Indirect Easy Chart Template

Hi all,

Currently setting up some trends, using the Easy Chart component. On FTView SCADA, there’s a trend template functionality, which basically means I can set up a trend with all my pens, all my axes, all my other parameters etc etc, and then save it as a template. Rinse and repeat. So then, I create one window with a trend object, and just give the user a means of selecting between multiple templates.

In ignition, I know I can use cell update binding to dynamically select pens, or axes, or whatever. But I’m not sure of the best/simplest way to achieve the same “template” functionality.

So far, my best idea is to create a custom property for each parameter that needs to be loaded as part of the template. Then when I click a button to select a different trend, I run a script to modify the custom parameters. I’m sure I could make this work, but it seems like a lot of effort, and not especially intuitive to add new trend “templates” as I’m basically editing a script freehand to do so, rather than using a normal-looking configuration window and then clicking “Save As”, a la FTView. It also means that certain things, e.g. the max number of pens, would have to be fixed rather than completely dynamic.

Any other ideas?

If you want the number of axes or number of pens to be dynamic, don’t use cell bindings. Bind the pens, tagPens, and/or axes datasets themselves, or script the updates to them from the templates parameters. runScript() is your friend.

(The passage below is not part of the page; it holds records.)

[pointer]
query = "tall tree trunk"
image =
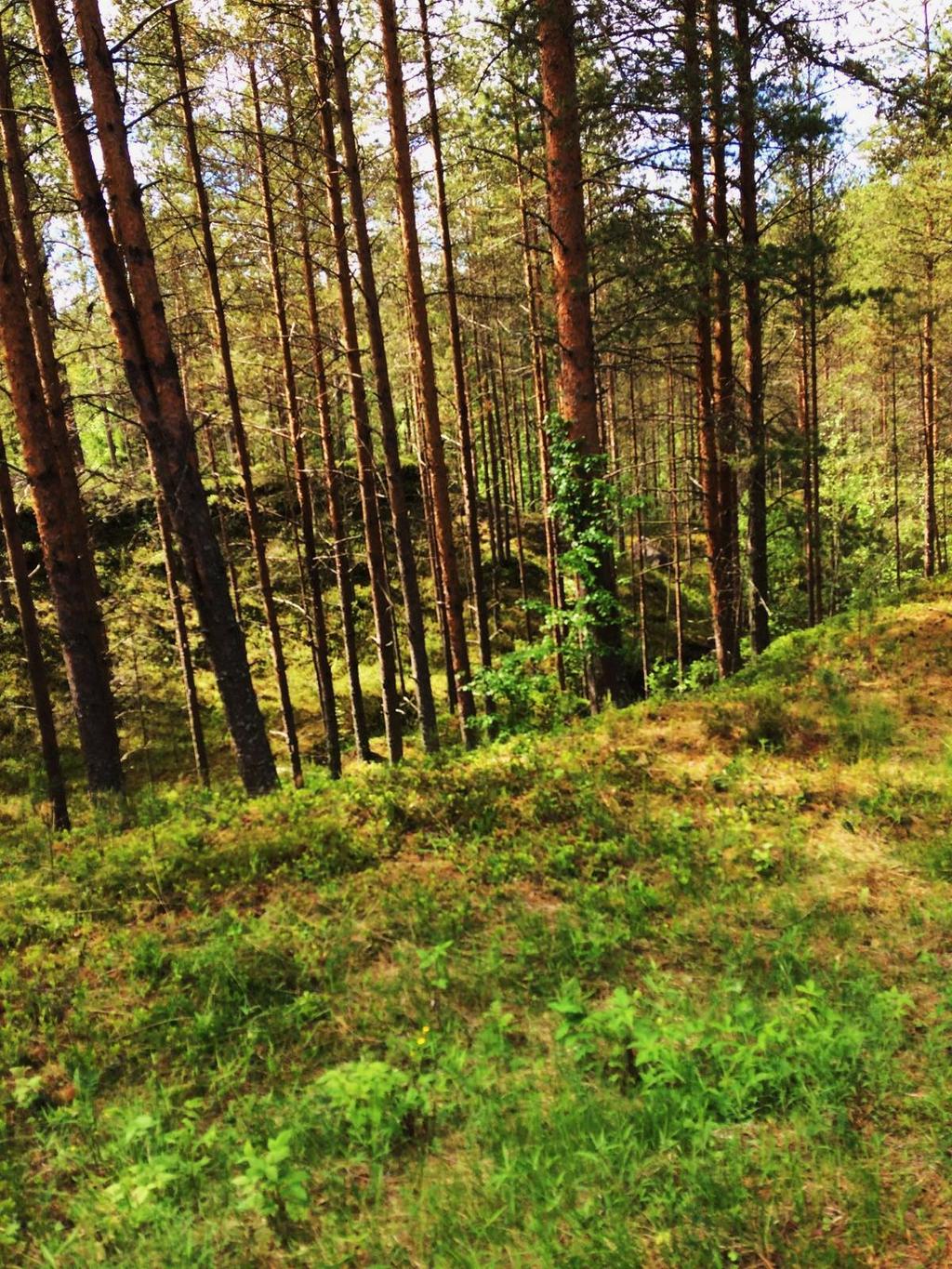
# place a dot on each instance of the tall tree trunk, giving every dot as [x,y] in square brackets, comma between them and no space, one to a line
[183,649]
[332,476]
[32,649]
[723,395]
[364,438]
[707,430]
[302,477]
[256,528]
[930,518]
[577,392]
[423,347]
[152,368]
[462,405]
[753,333]
[62,537]
[813,399]
[406,562]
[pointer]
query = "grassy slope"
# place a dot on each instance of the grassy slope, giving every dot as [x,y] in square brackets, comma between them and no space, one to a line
[666,989]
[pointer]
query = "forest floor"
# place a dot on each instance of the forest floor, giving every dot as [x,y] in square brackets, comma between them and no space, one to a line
[666,987]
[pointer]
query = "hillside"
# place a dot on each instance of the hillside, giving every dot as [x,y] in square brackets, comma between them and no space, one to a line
[667,987]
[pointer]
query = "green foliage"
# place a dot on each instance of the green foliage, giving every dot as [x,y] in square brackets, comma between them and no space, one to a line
[628,973]
[521,692]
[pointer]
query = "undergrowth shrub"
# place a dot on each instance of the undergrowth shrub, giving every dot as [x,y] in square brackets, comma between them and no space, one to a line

Sorry, not sure what you mean. Can you elaborate just a little more?

Edit: Okay, had the facepalm moment.

Make the trend object a template (with all my talk of FTView templates, I forgot about Ignition templates for a minute there). The trend can have datasets as a custom property. Make one custom dataset property for pens, and one for axes. Copy and paste the dataset from the trend object to the custom property to get the structure the same.

I think I’ll still have to create a separate window for each trend, but since the only thing on each window will be a template, it’s not a major hassle. Since ignition doesn’t use window-count licensing, this isn’t as big a deal as it is on FTView.

Or maybe I’ll have another facepalm moment shortly and realise there’s an easy way to load pre-configured datasets into the custom property…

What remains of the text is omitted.